Fig. 11-2 shows the instruction decode (ID) stage of R-Type Instruction. The two elements needed to implement R-format ALU operations are the register file and the ALU. The register file contains all the registers and has two read ports and one write port. The register file always outputs the contents of the registers corresponding to the Read register inputs on the outputs; no other control inputs are needed. The inputs (RS and RT) carrying the register number to the register file are all 5-bit wide, whereas the lines carrying data values are 32-bit wide. The operation to be performed by the ALU is controlled with the ALU operation signal, which will be 4-bit wide.

Fig. ‑. Instruction Decode Stage of R-Type Instruction

The arithmetic operations are executed in the execute (EX) stage, as shown in Fig. 11-3. Two 32-bit wide inputs from register files are fed into ALU to execute logic operations.

Fig. ‑. Execute Stage of R-Type Instruction

There is nothing happening in memory access stage in R-type instruction.

In the write back (WB) stage of Fig. 11-4, the result from the ALU is written into the register file using bits 15:11 of the instruction to select the destination register.

Fig. ‑. Write Back Stage of R-Type Instruction

Load Instruction

In load instruction of Fig. 11-5, the instruction is fetched from memory, and PC value is increased by 4, which is the same as R-type instruction.

Fig. ‑. Instruction Fetch Stage of Load Instruction

The fetched instruction is used by other parts of the datapath. Program Counter (PC) always holds the next memory address to be fetched, where PC is a byte address, not bit address. PC value is updated by adding 4 to the previous PC value.

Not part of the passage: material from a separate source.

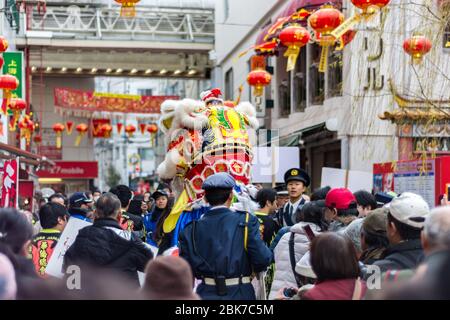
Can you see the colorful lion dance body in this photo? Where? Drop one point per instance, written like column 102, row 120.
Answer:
column 204, row 137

Fig. 11-6 shows the ID stage of Load instruction. In this stage the instruction field value [25 – 21] is fed into the register files and produces Read data 1 (32 bits), whereas the instruction field value [15 – 0] is fed into sign-extend function and produces a 32-bit constant/address value.

Fig. ‑. Instruction Decode Stage of Load Instruction

The memory address is calculated with two 32-bit values in the execute stage of Fig. 11-7.

Fig. ‑. Execute Stage of Load Instruction

Fig. ‑. Memory Access Stage of Load Instruction

Fig. 11-8 shows the memory access stage of Load instruction. In this stage, the control bit for MemWrite is set to 1. Data memory contents designated by the address input are replaced by the value on the Write data input.

As shown in the following figure, the control bit for MemtoReg is set to 1 in the write back stage. The value fed to the register Write data input comes from the data memory.

Fig. ‑. Write Back Stage of Load Instruction

Performance Issues

Historically early computers with very simple instruction sets did use this implementation technique. Pipelining improves efficiency by executing multiple instruction simultaneously.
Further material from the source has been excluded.